Mauthe time and strike box clock
Mauthe time and strike box clock

RC writes,

“I was looking online for information on the exact Mauthe Box clock you have.  I am going through my late fathers estate & trying to find out what it’s worth. It belong to my great uncle and passed onto my dad. Every since I was a little boy I can remember this clock being at my great uncles home.

Any information you could give me would be greatly appreciated. I have attached a picture of the clock.”

This is my box clock.

Box clock
Mauthe time and strike Box clock

My reply,

“You have a time and strike box clock. These have excellent movements and should run for years. A servicing would be due, however.
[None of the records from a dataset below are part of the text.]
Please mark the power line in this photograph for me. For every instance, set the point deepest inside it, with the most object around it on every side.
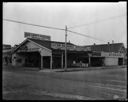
(33, 24)
(50, 28)
(85, 35)
(96, 21)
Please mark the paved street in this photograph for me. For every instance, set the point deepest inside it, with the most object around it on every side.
(102, 84)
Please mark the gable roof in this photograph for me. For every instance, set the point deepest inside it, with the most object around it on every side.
(115, 47)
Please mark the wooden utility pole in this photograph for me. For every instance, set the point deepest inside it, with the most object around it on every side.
(65, 47)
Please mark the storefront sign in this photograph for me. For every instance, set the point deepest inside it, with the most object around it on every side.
(96, 54)
(37, 36)
(69, 47)
(111, 54)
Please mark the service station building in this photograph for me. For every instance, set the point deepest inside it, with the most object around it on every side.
(47, 54)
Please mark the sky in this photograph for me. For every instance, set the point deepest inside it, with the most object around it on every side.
(71, 14)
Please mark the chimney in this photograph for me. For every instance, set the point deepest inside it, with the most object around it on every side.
(112, 41)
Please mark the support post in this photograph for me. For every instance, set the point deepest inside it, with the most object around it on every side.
(41, 62)
(89, 64)
(65, 47)
(51, 62)
(62, 60)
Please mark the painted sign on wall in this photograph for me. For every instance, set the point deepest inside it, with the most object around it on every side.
(111, 54)
(37, 36)
(69, 47)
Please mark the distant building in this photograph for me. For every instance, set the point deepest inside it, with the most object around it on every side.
(108, 54)
(7, 54)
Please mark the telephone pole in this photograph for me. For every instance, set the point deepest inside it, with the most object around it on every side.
(65, 47)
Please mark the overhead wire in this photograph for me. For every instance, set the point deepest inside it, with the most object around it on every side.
(33, 24)
(103, 20)
(52, 28)
(85, 35)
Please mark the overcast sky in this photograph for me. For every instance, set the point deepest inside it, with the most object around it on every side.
(70, 14)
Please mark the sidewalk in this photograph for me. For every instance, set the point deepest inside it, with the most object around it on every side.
(81, 69)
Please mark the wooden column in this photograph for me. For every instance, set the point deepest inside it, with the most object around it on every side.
(62, 60)
(51, 62)
(89, 58)
(41, 62)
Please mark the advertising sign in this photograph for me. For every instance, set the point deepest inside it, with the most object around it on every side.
(37, 36)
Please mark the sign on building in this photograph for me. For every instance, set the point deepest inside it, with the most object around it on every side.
(37, 36)
(111, 54)
(69, 47)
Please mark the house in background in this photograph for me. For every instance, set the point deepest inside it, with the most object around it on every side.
(108, 54)
(7, 55)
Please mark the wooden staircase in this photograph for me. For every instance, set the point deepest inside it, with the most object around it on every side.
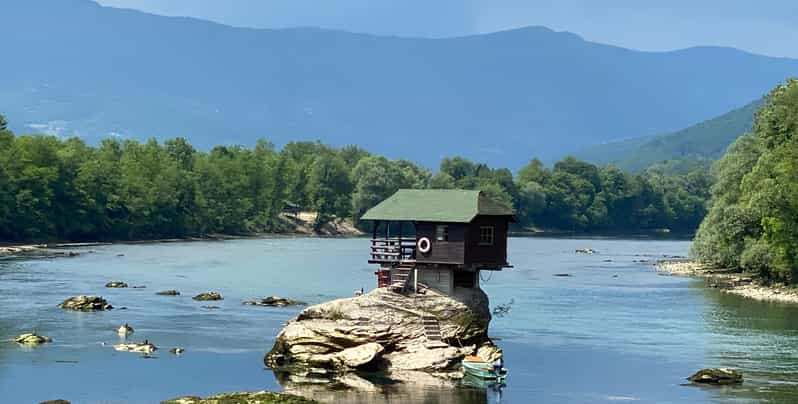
(400, 279)
(432, 329)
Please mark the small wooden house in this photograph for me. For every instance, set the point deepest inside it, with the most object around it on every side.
(438, 238)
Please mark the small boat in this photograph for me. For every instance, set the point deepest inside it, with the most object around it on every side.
(480, 368)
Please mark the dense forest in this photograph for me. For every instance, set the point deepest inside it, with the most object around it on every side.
(54, 189)
(753, 220)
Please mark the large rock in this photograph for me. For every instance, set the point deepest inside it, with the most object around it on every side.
(142, 347)
(116, 284)
(382, 330)
(358, 356)
(719, 376)
(261, 397)
(208, 296)
(32, 339)
(274, 301)
(85, 303)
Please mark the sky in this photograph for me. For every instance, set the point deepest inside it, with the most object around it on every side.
(768, 27)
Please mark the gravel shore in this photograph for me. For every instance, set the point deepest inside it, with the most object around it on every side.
(730, 282)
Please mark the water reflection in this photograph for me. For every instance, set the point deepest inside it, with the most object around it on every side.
(759, 338)
(398, 387)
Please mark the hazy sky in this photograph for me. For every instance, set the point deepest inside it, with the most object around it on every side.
(766, 26)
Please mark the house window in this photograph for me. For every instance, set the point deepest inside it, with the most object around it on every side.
(486, 235)
(442, 232)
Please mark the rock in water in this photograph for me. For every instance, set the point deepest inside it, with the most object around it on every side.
(274, 301)
(116, 284)
(144, 347)
(719, 376)
(383, 330)
(124, 330)
(208, 296)
(32, 339)
(358, 356)
(85, 303)
(260, 397)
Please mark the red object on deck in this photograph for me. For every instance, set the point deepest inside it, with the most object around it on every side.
(383, 278)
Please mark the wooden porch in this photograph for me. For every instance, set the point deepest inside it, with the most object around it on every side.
(392, 250)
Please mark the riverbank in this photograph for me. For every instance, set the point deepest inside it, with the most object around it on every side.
(302, 227)
(729, 281)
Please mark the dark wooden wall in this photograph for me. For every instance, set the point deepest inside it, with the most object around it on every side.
(463, 246)
(486, 254)
(442, 252)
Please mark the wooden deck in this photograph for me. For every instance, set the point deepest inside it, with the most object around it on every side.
(393, 250)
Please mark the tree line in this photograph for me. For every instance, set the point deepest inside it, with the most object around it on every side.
(752, 223)
(54, 189)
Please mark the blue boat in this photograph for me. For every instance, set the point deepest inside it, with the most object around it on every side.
(479, 368)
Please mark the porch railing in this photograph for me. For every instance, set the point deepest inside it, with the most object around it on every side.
(393, 250)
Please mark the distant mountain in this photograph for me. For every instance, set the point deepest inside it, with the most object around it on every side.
(71, 66)
(705, 141)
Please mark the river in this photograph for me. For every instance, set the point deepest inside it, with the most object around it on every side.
(613, 331)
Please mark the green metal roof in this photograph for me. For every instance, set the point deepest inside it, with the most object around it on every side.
(436, 205)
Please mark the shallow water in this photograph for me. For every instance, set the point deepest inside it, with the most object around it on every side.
(614, 331)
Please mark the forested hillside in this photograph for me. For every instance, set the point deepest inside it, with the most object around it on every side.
(753, 220)
(52, 189)
(498, 97)
(699, 144)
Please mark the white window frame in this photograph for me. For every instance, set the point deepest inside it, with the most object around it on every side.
(441, 232)
(492, 232)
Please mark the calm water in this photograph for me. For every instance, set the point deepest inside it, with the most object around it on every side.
(614, 331)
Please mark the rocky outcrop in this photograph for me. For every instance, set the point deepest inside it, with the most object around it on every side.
(260, 397)
(208, 296)
(32, 339)
(718, 376)
(85, 303)
(382, 330)
(274, 301)
(116, 284)
(124, 330)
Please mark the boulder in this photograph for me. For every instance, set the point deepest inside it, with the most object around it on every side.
(143, 347)
(717, 376)
(208, 296)
(85, 303)
(260, 397)
(382, 330)
(32, 339)
(124, 330)
(116, 284)
(274, 301)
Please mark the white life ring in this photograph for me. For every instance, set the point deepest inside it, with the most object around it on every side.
(424, 245)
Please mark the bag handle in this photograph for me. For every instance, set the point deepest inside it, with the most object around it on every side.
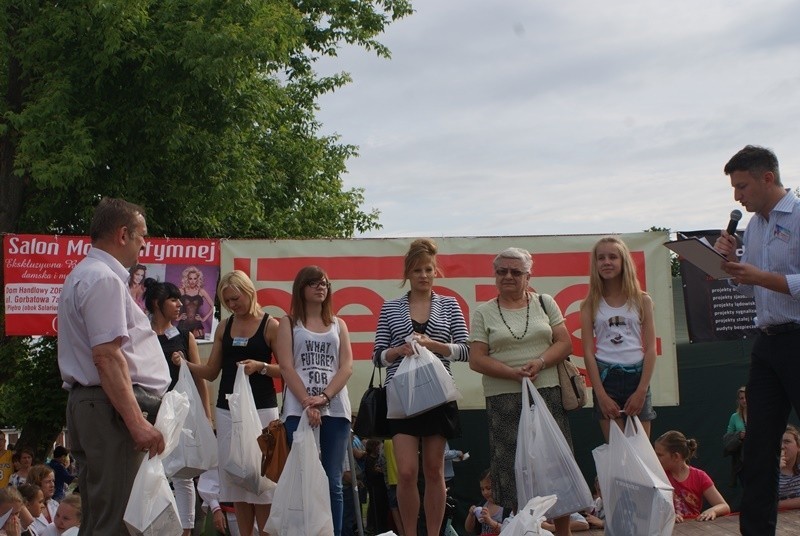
(372, 378)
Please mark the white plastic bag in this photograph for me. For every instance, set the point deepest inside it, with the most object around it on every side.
(544, 463)
(420, 383)
(528, 521)
(244, 463)
(197, 448)
(637, 496)
(151, 507)
(302, 503)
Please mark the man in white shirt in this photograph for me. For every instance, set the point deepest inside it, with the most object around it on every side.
(105, 348)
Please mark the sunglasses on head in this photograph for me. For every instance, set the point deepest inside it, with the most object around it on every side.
(502, 272)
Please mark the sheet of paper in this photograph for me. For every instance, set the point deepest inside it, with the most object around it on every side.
(701, 254)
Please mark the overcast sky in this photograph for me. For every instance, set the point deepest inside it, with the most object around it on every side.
(531, 117)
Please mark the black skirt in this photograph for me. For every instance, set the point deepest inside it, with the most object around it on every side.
(442, 420)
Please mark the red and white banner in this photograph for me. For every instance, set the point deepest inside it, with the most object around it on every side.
(366, 272)
(36, 265)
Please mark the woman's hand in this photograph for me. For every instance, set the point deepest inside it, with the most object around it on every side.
(533, 368)
(635, 403)
(608, 407)
(403, 350)
(219, 520)
(314, 401)
(314, 417)
(177, 358)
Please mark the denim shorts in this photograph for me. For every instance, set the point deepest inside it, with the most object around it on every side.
(620, 385)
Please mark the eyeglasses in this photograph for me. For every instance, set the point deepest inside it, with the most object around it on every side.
(502, 272)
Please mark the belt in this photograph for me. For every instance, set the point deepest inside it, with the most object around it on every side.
(627, 369)
(779, 329)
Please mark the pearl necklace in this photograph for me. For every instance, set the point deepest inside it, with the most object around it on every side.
(527, 316)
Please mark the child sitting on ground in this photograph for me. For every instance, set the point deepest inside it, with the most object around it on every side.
(691, 484)
(67, 520)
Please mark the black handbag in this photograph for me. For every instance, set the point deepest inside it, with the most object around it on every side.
(371, 421)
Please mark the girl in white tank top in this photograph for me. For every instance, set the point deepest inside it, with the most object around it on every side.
(621, 355)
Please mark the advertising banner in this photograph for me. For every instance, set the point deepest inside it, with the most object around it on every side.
(365, 272)
(36, 265)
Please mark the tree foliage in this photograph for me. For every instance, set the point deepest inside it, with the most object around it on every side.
(674, 263)
(203, 111)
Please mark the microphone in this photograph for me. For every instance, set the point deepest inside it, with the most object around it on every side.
(736, 215)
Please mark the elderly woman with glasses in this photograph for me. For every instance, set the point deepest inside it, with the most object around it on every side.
(316, 361)
(519, 334)
(438, 324)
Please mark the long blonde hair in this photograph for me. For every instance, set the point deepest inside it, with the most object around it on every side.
(634, 295)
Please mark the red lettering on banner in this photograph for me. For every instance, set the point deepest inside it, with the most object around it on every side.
(242, 264)
(359, 296)
(36, 266)
(275, 297)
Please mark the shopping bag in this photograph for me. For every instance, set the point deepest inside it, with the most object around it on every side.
(544, 464)
(151, 508)
(244, 463)
(637, 496)
(197, 447)
(301, 503)
(528, 521)
(371, 420)
(420, 383)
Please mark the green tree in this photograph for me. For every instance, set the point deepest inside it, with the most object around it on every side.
(203, 111)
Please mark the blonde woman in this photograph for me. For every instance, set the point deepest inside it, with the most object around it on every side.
(246, 338)
(438, 324)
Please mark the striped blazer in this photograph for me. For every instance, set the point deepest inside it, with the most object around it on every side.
(446, 324)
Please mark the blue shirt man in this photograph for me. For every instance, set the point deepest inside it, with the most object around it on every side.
(769, 270)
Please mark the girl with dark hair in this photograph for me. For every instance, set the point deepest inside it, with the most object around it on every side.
(316, 361)
(691, 485)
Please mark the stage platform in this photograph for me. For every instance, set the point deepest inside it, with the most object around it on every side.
(788, 525)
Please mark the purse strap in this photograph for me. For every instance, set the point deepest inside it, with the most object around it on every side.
(541, 302)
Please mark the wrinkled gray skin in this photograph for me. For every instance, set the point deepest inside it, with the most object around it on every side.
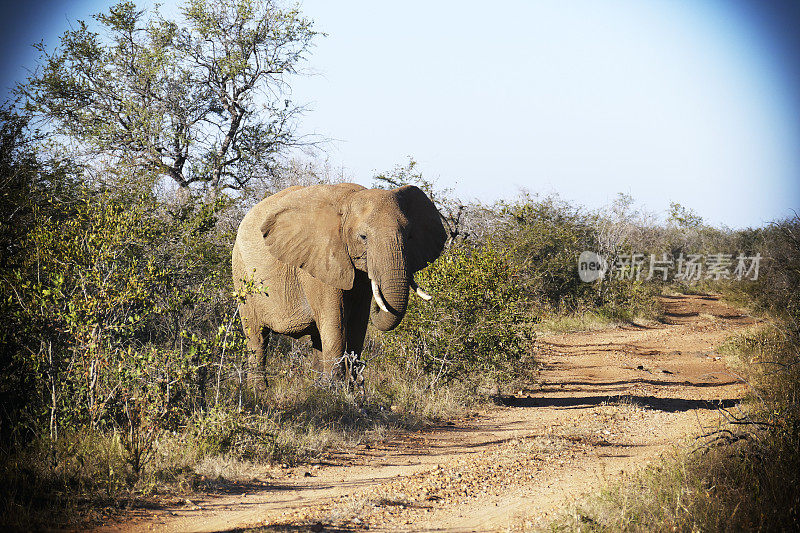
(315, 250)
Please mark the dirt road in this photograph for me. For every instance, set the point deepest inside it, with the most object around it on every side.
(606, 402)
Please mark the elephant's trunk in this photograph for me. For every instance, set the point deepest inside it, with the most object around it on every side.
(390, 287)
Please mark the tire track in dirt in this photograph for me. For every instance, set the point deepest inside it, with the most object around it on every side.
(606, 402)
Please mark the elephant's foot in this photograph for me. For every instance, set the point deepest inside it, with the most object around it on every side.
(349, 370)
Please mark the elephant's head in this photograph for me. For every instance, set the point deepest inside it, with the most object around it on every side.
(330, 231)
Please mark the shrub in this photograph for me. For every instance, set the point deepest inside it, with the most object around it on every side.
(477, 321)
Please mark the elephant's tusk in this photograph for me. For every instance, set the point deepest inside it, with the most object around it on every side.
(422, 294)
(376, 293)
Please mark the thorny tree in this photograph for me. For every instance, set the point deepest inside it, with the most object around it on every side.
(204, 101)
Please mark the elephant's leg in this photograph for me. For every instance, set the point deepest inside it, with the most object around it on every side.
(358, 305)
(332, 338)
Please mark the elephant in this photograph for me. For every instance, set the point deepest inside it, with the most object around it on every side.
(323, 260)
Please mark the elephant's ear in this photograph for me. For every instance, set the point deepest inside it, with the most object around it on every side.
(427, 232)
(303, 229)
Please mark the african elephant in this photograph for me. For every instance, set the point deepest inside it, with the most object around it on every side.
(322, 253)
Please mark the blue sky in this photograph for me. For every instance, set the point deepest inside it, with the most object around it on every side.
(665, 100)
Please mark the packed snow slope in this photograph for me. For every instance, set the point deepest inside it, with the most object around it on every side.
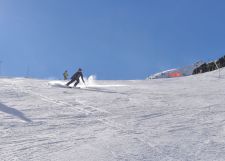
(178, 119)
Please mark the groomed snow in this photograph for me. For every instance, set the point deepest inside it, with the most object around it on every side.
(179, 119)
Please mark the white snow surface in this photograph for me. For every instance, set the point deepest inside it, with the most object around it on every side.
(177, 119)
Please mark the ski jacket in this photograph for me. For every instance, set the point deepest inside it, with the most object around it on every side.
(77, 75)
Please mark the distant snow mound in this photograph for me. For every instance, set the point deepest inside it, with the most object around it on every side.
(185, 71)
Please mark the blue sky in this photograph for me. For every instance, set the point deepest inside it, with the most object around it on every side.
(113, 39)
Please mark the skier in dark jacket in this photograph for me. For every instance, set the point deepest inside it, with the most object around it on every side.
(76, 77)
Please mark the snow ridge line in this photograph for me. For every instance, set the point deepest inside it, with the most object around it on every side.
(105, 121)
(59, 102)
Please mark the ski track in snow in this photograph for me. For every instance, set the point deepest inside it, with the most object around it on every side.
(159, 120)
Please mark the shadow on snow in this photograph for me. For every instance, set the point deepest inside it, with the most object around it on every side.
(14, 112)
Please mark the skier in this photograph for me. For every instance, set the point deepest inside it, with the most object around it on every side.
(76, 77)
(65, 75)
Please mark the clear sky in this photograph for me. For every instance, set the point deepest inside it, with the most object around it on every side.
(113, 39)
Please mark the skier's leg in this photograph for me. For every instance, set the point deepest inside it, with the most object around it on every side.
(70, 82)
(77, 81)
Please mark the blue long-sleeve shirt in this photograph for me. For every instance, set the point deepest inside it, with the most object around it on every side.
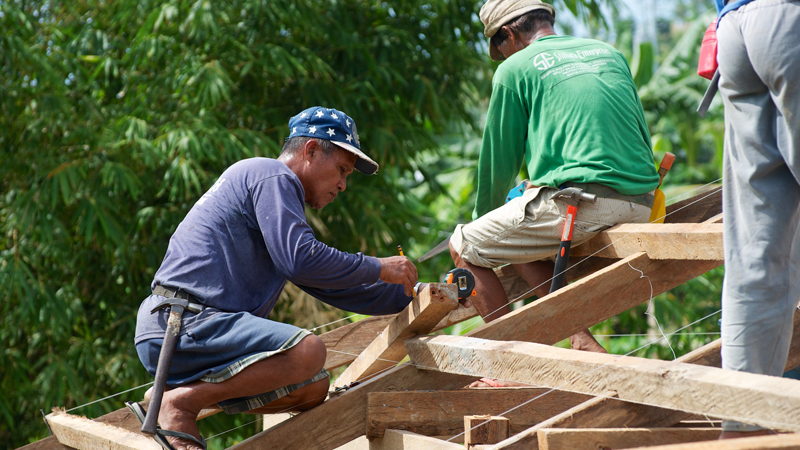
(247, 236)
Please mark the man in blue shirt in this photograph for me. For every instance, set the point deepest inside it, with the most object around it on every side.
(234, 252)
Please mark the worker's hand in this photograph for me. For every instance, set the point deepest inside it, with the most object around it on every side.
(399, 270)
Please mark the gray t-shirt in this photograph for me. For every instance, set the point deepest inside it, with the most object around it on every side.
(246, 236)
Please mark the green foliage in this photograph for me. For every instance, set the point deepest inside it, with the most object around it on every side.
(116, 116)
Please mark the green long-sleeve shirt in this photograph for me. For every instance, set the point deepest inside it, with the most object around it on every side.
(569, 107)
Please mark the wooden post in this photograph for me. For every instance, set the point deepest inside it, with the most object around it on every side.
(485, 429)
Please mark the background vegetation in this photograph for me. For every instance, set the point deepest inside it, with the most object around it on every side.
(116, 116)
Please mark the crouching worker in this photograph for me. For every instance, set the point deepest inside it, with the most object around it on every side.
(570, 109)
(231, 257)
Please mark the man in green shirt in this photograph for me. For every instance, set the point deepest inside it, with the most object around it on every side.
(569, 108)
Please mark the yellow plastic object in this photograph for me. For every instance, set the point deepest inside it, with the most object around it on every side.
(659, 211)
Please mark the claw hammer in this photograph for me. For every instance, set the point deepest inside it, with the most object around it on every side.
(572, 196)
(176, 308)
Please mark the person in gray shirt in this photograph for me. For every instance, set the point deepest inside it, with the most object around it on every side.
(233, 253)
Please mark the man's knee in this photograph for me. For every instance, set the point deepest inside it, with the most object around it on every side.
(309, 355)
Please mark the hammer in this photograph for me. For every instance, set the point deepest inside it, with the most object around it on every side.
(572, 196)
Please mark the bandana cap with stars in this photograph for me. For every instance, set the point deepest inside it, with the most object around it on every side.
(335, 126)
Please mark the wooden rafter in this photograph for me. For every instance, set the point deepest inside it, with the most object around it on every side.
(440, 413)
(758, 399)
(419, 317)
(595, 438)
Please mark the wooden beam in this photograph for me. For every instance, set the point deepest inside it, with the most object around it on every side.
(419, 317)
(549, 320)
(594, 438)
(343, 418)
(758, 399)
(440, 413)
(593, 299)
(697, 209)
(660, 241)
(780, 442)
(608, 411)
(485, 429)
(86, 434)
(345, 343)
(406, 440)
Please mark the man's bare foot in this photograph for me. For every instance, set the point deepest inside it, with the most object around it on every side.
(584, 341)
(741, 434)
(491, 382)
(177, 415)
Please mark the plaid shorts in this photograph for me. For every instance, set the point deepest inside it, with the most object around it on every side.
(217, 345)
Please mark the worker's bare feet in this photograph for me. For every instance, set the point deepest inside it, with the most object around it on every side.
(584, 341)
(491, 382)
(741, 434)
(178, 415)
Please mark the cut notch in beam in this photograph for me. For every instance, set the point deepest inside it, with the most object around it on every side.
(758, 399)
(419, 317)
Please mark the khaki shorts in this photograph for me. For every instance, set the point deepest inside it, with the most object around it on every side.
(528, 228)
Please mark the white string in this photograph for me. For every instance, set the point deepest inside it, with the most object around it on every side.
(474, 324)
(584, 374)
(111, 396)
(651, 304)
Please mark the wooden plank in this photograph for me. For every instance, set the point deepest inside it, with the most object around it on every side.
(419, 317)
(617, 438)
(406, 440)
(440, 413)
(758, 399)
(660, 241)
(593, 299)
(86, 434)
(612, 412)
(780, 442)
(485, 429)
(697, 209)
(549, 320)
(342, 419)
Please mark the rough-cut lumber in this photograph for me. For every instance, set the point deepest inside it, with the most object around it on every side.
(440, 413)
(593, 299)
(660, 241)
(485, 429)
(594, 438)
(608, 411)
(780, 442)
(86, 434)
(345, 343)
(549, 320)
(343, 418)
(406, 440)
(758, 399)
(697, 209)
(360, 443)
(419, 317)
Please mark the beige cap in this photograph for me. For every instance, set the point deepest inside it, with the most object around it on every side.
(496, 13)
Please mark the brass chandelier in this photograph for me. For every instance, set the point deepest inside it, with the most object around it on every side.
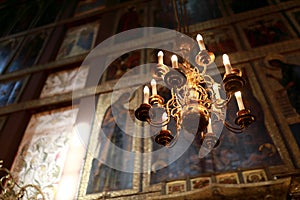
(195, 102)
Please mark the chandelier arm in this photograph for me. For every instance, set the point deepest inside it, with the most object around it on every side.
(232, 128)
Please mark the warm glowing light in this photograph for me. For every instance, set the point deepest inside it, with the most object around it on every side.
(146, 94)
(153, 86)
(200, 41)
(238, 96)
(226, 63)
(164, 118)
(160, 57)
(174, 60)
(209, 127)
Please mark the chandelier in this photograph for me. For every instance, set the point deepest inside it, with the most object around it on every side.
(10, 190)
(195, 102)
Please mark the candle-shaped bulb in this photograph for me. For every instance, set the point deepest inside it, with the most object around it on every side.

It might have the 3-rod “Divina gong” which, according to the standard German reference, Hans-Heinrich Schmid’s (2005) Lexikon der Deutschen Uhrenindustrie 1850-1980, is a Mauthe trade-name registered in 1912. It would have a pleasant two-tone, bim-bam sound. Unmarked box clocks like mine were likely sold as a Solar house brand by Eatons. Your is marked and was likely bought from a jeweler.

Thousands of German “box clocks” were made in the first third of the 20th century. The box clock replaced the classic “Vienna Regulator” after the First World War and reflected a minimalist approach to clock design. Most were made in Germany. I would date your to about the 1930s.

The following is excerpted from one my blog posts.

Mauthe clocks have had a long and illustrious history in Germany.  In 1844 Friedrich Mauthe and his wife Marie founded the company in Schwenningen to produce watch parts. At the end of the 1860s Mauthe began to produce their own wall clocks (and movements). The Mauthe sons Christian (1845-1909) and James (1847-1915) took over in 1876. In 1886 Mauthe began manufacturing its own springs. Around 1900, alarm clocks, pendulum wall clocks, grandfather clocks, office clocks and so called “Buffet Uhren” or “Buffet clocks” were offered. In 1904 the 3rd generation took over (Eugene Schreiber (1877-1939) – son of Christian Mauthe, Dr. Fritz Mauthe (1875-1951) – son of Jacob and Mauthe Alfred (1879-1911) – son of Jacob Mauthe to build on the base of the company.

In 1925 Mauthe announced a new trademark. It shows a right-looking eagle with outstretched wings, holding in its talons a three-part round plate with the letters F, M and S.
In the  1930s the company at its peak produced about 45.000 clocks per week.  About 60% were produced for export markets such as England. In the Mid-30s Mauthe started to manufacture their first wrist watches and some were supplied to the German Army (“Wehrmacht”). From 1946 on Mauthe re-started with the production of wrist watches. Shortly after that the company eventually fell into decline.

As to value, Mauthe wall clocks are currently in the $200 and $500 range depending on condition. A serviced clock would fetch more.

I would clean it up, service it and proudly display it.”